Source: https://cli.nylas.com/guides/organize-emails-by-company

Guide

# Group Inbox by Corporate Email Domain

The part after the @ sign is the most reliable company identifier in email. It doesn't change when someone updates their display name, it doesn't get truncated like signatures, and it's present on every single message. Group your inbox by domain and you instantly see which companies you communicate with most.

Written by [Qasim Muhammad](https://cli.nylas.com/authors/qasim-muhammad) • Staff SRE

Reviewed by [Hazik](https://cli.nylas.com/authors/hazik)

Updated April 11, 2026

Verified

 —

CLI

3.1.1

 ·

Gmail, Outlook

 ·

last tested

April 11, 2026

> **TL;DR:** Pipe `nylas email list --json` through jq to extract sender domains. Filter out freemail (Gmail, Yahoo, Outlook), normalize subsidiary domains to parent companies, and export to CSV.

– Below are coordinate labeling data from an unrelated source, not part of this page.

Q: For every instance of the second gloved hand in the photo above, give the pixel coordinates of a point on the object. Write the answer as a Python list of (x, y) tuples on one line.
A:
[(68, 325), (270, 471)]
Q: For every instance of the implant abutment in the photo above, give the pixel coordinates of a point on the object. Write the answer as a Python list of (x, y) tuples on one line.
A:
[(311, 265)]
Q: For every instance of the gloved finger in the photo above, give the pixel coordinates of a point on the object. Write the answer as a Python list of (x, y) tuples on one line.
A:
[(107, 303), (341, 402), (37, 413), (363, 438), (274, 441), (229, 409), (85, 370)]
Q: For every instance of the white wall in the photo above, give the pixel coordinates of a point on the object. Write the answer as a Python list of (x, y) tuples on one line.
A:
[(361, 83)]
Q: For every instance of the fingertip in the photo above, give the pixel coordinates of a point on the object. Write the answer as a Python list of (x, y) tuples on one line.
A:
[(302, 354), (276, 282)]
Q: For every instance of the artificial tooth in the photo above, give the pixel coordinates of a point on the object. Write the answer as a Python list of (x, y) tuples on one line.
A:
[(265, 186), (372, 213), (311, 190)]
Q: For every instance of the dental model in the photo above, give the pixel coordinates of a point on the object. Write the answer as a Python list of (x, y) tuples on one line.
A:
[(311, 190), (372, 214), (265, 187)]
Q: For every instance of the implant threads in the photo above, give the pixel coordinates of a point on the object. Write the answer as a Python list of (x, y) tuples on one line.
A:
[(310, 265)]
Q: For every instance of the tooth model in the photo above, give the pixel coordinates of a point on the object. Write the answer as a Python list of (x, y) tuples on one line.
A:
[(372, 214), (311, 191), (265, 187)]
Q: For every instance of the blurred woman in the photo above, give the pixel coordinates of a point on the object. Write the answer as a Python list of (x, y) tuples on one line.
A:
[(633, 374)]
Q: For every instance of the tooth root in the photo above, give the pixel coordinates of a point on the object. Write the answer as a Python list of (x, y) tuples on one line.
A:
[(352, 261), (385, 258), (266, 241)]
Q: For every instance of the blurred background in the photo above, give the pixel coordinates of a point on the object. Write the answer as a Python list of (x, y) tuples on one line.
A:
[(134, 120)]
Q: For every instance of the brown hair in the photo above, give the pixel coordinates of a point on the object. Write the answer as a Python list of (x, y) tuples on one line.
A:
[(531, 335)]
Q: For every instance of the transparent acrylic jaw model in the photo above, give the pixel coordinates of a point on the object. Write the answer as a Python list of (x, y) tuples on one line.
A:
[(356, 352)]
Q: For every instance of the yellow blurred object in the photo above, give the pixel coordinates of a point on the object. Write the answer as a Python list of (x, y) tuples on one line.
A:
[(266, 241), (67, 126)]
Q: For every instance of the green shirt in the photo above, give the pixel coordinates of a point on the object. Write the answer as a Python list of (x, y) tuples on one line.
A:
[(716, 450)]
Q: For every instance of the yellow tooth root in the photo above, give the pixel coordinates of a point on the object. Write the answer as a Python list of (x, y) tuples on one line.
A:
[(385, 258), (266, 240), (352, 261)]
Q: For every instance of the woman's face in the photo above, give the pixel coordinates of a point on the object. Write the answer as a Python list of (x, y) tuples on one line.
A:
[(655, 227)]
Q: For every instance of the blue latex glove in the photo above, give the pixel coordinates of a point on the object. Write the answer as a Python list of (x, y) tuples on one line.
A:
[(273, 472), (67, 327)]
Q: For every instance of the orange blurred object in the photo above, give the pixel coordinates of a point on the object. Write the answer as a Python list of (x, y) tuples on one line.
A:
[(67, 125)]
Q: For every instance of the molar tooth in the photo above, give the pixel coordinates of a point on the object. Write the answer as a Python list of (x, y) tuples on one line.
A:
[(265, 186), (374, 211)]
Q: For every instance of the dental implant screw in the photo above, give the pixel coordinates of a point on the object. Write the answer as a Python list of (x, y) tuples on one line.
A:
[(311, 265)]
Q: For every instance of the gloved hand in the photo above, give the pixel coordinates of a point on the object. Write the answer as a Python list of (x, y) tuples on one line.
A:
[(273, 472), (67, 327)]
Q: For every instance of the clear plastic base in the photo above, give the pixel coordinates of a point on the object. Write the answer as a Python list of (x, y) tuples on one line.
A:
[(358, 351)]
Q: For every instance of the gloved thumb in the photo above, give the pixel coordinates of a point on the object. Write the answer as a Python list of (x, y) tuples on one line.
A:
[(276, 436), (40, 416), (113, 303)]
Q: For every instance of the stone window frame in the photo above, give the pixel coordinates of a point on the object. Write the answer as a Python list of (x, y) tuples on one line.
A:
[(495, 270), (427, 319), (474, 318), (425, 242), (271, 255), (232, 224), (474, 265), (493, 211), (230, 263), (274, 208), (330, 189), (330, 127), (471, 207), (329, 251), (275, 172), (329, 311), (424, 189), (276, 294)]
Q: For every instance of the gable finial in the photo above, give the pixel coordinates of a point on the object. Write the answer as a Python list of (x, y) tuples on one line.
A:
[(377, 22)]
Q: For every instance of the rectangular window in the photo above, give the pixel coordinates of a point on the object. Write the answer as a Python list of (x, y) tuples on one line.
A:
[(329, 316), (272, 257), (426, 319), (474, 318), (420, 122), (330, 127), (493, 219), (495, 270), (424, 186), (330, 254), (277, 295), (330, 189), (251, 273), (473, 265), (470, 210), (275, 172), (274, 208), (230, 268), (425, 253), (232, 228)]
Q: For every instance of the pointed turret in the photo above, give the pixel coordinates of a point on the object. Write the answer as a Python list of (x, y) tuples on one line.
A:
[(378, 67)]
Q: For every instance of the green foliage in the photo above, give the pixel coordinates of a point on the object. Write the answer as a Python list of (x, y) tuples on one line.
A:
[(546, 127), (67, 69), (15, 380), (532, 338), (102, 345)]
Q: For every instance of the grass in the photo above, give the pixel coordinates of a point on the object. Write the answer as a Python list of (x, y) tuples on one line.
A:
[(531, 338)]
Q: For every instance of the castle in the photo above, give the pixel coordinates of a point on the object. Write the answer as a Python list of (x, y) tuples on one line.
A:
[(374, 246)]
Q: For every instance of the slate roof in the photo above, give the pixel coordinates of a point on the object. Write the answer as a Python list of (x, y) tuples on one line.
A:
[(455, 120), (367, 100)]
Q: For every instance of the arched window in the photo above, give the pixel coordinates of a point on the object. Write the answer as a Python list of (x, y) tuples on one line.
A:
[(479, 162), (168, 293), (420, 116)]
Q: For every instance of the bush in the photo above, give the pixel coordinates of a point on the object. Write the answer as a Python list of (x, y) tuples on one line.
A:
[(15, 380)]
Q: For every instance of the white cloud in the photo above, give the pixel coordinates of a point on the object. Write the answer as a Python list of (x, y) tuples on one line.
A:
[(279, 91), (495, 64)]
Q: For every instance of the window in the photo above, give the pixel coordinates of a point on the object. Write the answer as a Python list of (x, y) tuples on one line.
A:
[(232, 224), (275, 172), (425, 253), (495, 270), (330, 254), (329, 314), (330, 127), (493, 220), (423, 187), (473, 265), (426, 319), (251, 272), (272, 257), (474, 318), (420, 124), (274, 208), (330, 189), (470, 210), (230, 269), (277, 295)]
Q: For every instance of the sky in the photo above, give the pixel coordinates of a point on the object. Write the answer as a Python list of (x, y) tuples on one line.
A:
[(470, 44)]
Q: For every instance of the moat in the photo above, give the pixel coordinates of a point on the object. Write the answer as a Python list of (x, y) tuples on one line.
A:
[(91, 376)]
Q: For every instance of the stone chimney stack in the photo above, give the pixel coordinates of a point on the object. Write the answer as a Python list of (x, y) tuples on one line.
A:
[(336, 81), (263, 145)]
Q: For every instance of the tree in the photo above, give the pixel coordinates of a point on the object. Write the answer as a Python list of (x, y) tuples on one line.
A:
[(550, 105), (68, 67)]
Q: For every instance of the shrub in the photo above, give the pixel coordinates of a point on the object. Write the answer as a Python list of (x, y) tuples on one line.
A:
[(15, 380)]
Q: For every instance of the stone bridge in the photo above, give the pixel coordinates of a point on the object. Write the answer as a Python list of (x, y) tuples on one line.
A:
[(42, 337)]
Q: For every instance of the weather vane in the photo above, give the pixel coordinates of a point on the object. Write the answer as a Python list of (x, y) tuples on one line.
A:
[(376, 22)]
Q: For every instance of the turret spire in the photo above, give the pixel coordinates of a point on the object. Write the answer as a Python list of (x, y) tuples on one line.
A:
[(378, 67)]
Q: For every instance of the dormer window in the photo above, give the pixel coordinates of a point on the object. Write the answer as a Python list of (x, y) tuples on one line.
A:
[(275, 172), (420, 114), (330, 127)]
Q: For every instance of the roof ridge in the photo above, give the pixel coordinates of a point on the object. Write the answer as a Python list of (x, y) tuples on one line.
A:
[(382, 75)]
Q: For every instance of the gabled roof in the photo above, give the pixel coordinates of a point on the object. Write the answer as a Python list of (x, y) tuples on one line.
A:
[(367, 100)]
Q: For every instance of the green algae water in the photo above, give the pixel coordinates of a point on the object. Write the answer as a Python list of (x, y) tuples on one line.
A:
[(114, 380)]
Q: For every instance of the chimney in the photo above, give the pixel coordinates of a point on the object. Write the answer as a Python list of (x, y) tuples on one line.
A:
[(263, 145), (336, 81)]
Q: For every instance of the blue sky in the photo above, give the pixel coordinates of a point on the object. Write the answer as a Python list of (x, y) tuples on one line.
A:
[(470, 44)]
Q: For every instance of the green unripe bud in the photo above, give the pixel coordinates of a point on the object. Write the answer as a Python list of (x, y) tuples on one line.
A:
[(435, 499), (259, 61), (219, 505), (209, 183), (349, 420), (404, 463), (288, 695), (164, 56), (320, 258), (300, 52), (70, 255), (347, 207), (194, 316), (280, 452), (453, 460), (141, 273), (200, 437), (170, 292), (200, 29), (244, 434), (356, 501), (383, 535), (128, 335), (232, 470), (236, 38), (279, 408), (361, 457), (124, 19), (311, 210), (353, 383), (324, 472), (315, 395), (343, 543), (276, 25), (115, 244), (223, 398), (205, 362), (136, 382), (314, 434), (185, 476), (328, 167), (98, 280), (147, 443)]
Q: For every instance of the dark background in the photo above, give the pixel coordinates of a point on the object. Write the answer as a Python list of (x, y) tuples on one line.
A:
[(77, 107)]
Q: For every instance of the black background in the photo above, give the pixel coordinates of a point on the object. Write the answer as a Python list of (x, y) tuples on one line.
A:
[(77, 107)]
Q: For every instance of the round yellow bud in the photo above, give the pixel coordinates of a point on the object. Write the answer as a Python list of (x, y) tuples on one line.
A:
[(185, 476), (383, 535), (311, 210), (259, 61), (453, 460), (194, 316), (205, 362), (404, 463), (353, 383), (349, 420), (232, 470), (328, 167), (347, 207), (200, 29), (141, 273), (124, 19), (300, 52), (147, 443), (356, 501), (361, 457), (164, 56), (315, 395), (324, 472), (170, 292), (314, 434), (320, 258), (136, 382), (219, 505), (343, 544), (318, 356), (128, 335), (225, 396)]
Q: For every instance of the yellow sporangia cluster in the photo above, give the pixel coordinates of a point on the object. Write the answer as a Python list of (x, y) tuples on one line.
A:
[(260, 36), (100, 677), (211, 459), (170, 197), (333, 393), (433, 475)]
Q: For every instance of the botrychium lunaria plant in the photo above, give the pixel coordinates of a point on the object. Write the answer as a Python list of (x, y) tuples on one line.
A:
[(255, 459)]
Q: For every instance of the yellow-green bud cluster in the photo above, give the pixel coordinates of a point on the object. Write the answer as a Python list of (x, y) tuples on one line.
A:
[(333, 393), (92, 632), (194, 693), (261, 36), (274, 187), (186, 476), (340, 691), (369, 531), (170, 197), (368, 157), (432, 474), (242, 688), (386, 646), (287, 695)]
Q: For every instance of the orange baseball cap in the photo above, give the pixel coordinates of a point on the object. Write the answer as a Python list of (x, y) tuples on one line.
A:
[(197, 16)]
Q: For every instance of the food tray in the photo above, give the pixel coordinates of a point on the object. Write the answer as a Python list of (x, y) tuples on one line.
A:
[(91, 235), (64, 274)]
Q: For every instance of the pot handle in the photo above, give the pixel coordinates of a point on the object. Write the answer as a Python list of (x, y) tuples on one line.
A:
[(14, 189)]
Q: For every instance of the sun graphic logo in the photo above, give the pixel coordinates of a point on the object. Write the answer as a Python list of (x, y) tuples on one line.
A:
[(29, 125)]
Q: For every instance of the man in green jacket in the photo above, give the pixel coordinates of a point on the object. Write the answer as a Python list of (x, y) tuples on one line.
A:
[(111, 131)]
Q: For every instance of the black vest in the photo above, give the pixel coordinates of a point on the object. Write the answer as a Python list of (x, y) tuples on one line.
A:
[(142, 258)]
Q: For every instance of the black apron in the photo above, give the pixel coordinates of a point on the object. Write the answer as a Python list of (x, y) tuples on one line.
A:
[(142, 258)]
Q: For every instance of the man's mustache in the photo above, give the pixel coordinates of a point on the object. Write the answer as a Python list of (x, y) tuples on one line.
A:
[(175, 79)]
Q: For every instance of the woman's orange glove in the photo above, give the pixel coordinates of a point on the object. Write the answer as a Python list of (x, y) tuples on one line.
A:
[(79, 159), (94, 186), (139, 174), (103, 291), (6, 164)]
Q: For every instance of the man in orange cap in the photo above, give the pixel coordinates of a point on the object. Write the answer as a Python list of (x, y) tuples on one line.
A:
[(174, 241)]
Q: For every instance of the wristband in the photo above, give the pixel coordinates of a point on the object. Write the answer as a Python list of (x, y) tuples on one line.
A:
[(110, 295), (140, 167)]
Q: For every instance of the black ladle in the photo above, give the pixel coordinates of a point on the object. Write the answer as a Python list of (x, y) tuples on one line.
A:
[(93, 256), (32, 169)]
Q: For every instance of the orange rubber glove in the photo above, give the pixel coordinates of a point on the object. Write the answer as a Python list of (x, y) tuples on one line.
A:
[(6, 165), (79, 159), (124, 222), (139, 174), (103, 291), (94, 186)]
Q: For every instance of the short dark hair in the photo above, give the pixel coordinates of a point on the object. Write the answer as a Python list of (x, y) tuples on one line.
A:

## Why domains beat every other company identifier

Display names are unreliable. “Sarah C” could be anyone. Signatures change across devices. But `sarah@acme.com` unambiguously identifies Acme Corp as the employer. According to the Radicati Group’s 2024 Email Statistics Report, 56% of email addresses use free providers like Gmail and Yahoo. The other 44% use corporate domains that map directly to company names. Filter out the freemail, and you have a clean corporate directory.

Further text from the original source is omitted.